On a Tuesday morning in April, the audit firm’s entire HR leadership team had gathered on the 13th floor of the Mazars tower in Paris’ La Défense district to present the group’s new strategy for recruiting and retaining young graduates to the press. Mazars France plans to recruit 1,500 employees this year, including 1,100 young graduates, but there’s a problem: The job is no longer as attractive as it used to be. “We face two challenges,” said HR director Mathilde Le Coz. “On the one hand, the firm’s culture is seen as very hierarchical and rigid. On the other, accounting’s somewhat old-fashioned image is a problem. People picture a man in a dark suit with a briefcase. The question is how to dismantle the myths surrounding our profession.”
This is not the first time Mazars has addressed the issue, and the firm is not alone.

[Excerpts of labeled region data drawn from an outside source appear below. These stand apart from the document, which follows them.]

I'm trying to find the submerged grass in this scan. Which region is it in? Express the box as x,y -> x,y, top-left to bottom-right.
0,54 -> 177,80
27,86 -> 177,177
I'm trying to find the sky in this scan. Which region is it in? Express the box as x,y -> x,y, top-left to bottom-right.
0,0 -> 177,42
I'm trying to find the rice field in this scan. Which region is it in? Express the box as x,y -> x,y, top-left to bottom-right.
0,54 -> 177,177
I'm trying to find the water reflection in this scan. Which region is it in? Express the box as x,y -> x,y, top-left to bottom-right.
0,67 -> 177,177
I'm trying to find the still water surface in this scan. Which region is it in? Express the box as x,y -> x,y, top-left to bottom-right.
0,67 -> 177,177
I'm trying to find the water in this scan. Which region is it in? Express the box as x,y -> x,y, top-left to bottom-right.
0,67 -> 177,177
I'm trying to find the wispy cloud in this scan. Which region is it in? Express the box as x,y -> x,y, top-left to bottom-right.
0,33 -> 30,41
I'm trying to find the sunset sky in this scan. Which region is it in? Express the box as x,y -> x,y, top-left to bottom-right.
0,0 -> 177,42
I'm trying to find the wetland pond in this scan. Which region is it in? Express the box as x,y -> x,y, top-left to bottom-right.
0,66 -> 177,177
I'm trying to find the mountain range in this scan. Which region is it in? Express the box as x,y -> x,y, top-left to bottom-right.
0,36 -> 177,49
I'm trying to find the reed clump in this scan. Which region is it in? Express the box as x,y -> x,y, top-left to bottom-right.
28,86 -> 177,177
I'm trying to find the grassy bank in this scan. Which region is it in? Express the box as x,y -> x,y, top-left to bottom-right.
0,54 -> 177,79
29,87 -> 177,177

In November 2023, seven leading audit and consulting firms (BDO, Deloitte, EY, Grant Thornton, KPMG, Mazars and PwC) held a conference on the same topic: “How can we make consulting firms more inspiring and attractive to the younger generation?” While the “Big Three” (BCG, McKinsey and Bain & Company) for strategy consulting and the “Big Four” (PwC, EY, Deloitte and KPMG) for auditing and consulting still feature at the top of rankings of students’ favorite employers, the sector partly needs to reinvent itself to remain appealing.
“Auditing is undoubtedly less popular with young graduates,” said Manuelle Malot, director of careers at EDHEC Business School. For a long time, audit and consulting jobs were the top choices for business and engineering school graduates, but from the 2000s onwards, they have been overshadowed by the rise of tech companies and the growth of start-ups. “Their second disadvantage,” continued Malot, “is that they have not been able to explain the usefulness of their mission at a time when our surveys from 2016-2017 onward have shown that young generations aspire to be useful to society.” This has been compounded by a dynamic job market that is favorable to young graduates.

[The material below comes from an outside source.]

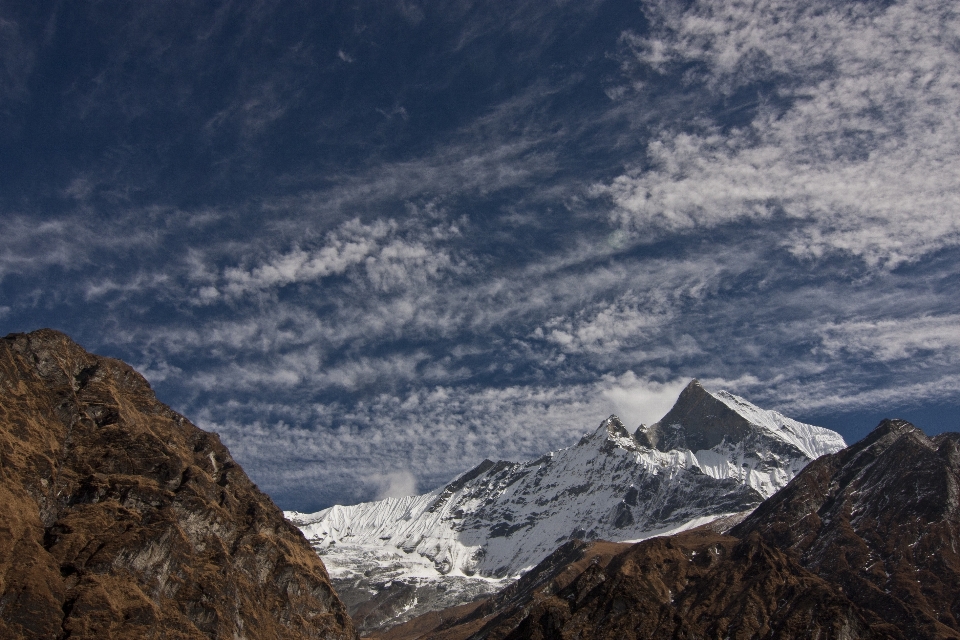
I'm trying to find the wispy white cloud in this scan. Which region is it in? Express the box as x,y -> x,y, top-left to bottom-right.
820,314 -> 960,367
594,0 -> 960,267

To help the firm adapt, Mazars called on Malot and the NewGen Talent Centre she runs. Created in 2013 by EDHEC, the center looks at young graduates’ expectations, both at the end of their studies and at the start of their professional lives. It confirms the trend: Business and engineering school graduates, the main recruitment pool for audit and consulting firms, now seek not only good training and pay but also good working conditions and the opportunity to contribute to society.